Professor ‘reverses roles’ of 1960s Chicago with new novel


Wesley Herold

Shawn Shiflett, associate professor in the Creative Writing Department and 1976 alumnus, based his recently published novel ‘Hey Liberal!’ on personal experiences in a predominantly black school during the 1960s.

By Campus Reporter

With parents involved in the Civil Rights Movement and his experience of being the minority white person at his school, Shawn Shiflett, associate professor in the Creative Writing Department and 1976 Columbia alumnus, used his past to create the narrative of his second novel, “Hey, Liberal!”

Based on true events, “Hey, Liberal!” follows the journey of a 13-year-old white male in Chicago attending a predominantly black school during the 1960s.

“It was an experience I had in ‘68, about a year after Martin Luther King was  assassinated, so it was the basis of it all…If you want to see what it was like at one of the most angry times in our history to go to high school like that, this is a good book to read,” Shiflett said. 

Tony Trigilio, interim chair of the Creative Writing Department,  said while other writers tend to focus on structure and language, Shiflett is interested in the social and cultural context of his stories.

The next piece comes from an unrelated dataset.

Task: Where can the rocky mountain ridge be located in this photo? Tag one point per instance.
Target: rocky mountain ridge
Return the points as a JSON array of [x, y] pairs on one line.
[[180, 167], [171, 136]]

“His work is very much invested in the present moment, but also in American history,” Trigilio said. “It’s even more valuable if a writer is doing what Shawn is doing, which is caring about the craft of the writing, but also caring about the world it exists in.”

Growing up with activist parents—his mother, Betty Shiflett, is also known for helping to create Columbia’s fiction writing program in the 1970s—Shiflett said he has always had an interest in cultural clashes and racism. His father was a Presbyterian minister who marched alongside Martin Luther King, Jr., before he gained national notoriety.  Shiflett included a letter King wrote to his father in his book as historical context.

Shiflett said his father was in Albany, Georgia, during what is now known as “The Albany Movement.” He explained how his father and 47 other ministers drove down on the freedom bus with the intent of getting arrested for protesting against Jim Crow laws, where they went on a hunger strike and spent six days in jail.

Robert McDonald-—event coordinator of the Book Stall—a Winnetka, Illinois, bookstore where Shiflett held a Sept. 10 reading—said he was happy to have Shiflett share his story.

“Race is the topic of our time. We like to believe we’re much more advanced than we were back then, but that’s very often not the case in terms of issues of race in America today, so [‘Hey, Liberal!’] is a really timely and important book in that respect,” McDonald said.

Shiflett said that his experience growing up in the ‘60s was an important story to tell.

“I felt like no one was hearing it,” Shiflett said. “There was no story about a reverse role where someone white is in the minority, and I thought that was a unique story.”

Shifflet said it took about four decades to create “Hey, Liberal!” He advised students and aspiring writers to remain persistent with their work. 

“I wasn’t the most talented person; I just knew how to persevere and persevere, and that’s unteachable,” Shiflett said. “Someone either has that in them, or they don’t. Tell a good story, everything else will take care of itself.”